What’s next for Stitch
To anticipate and solve these problems for our clients, we have spent the last year building out, refining and testing our orchestration and reconciliation offerings at scale. With PayOS, we are helping clients transform their payments and streamline finance operations, giving teams one place where they can view and orchestrate all transactions - while gathering data on which are performing best for their business. Over the coming months, our goal is to utilise PayOS to look at ways we can grow with and alongside our clients - laterally to cover more of their payments needs and geographically to serve them in more markets.
Some of the reasons our investors and our clients are excited about Stitch:
We know payments, inside and out
It’s vital that our entire team continues to learn more and evolve our solutions every day. That’s one of the things that makes our team incredibly unique and highly effective. We’re hungry to learn, to improve our products and to tackle new, big, audacious problems. In fact, we launched a publication this year that serves to feed our own curiosity and learning about money movement challenges and payments systems around the world.

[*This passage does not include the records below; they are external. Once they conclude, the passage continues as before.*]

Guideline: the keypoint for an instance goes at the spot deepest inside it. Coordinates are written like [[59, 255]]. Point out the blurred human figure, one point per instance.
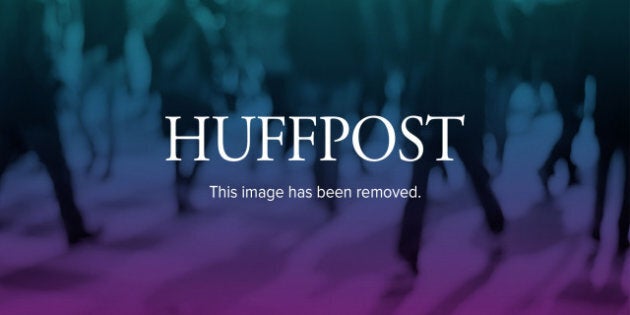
[[327, 52], [605, 55], [105, 29], [467, 40], [554, 47], [182, 75], [28, 120]]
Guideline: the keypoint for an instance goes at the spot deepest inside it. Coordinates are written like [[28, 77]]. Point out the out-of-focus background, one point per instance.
[[85, 85]]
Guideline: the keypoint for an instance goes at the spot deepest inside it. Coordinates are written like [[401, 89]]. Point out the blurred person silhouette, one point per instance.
[[105, 26], [466, 41], [605, 55], [554, 46], [383, 33], [182, 74], [326, 49], [28, 120]]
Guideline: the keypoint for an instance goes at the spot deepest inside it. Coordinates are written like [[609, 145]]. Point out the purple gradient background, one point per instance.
[[243, 257], [285, 257]]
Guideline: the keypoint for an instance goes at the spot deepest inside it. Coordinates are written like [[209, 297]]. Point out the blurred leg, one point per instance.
[[603, 167], [413, 217], [472, 158], [45, 141]]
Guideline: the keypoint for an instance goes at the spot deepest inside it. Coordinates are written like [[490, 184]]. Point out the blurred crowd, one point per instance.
[[318, 57]]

We partner with your business, for your needs
We can’t stress enough that even though we build infrastructure, we believe approaching complex enterprise payment needs with a cookie cutter is a recipe for disaster. We aim to holistically understand each of our clients’ needs today - from specific pain points and use cases, to industry trends, to their longer-term vision for the next 1-10 years. We work to understand each vertical we support deeply - from crypto and financial services, to e-commerce and many more - and actively work to act as thought leaders that can help our clients improve their overall performance.
There is an enormous amount of opportunity in South Africa
While we’re looking forward to expanding into new markets, we’re also doubling down on our commitment to South Africa. We believe this is one of the most dynamic and unique markets in the world, and we’ve only just scratched the surface in terms of its potential. South Africa has:
- a highly banked population, especially when compared with other emerging economies
- a burgeoning open banking ecosystem
- a significant population size with a high level of internet and mobile penetration
- a significant number of established enterprise businesses
- a welcome environment for international players looking for a launchpad on the continent (see our Launching a Business in South Africa guide)
Having the right support makes all the difference
We’re incredibly fortunate to be backed by the absolute best investors and partners for fintechs in the world. Truly. Our investors have either started or backed the most prolific and successful fintech businesses - and we are benefitting from the lessons they’ve learned along the way. We’re excited to add our latest investors to this roster and look forward to achieving more growth, together.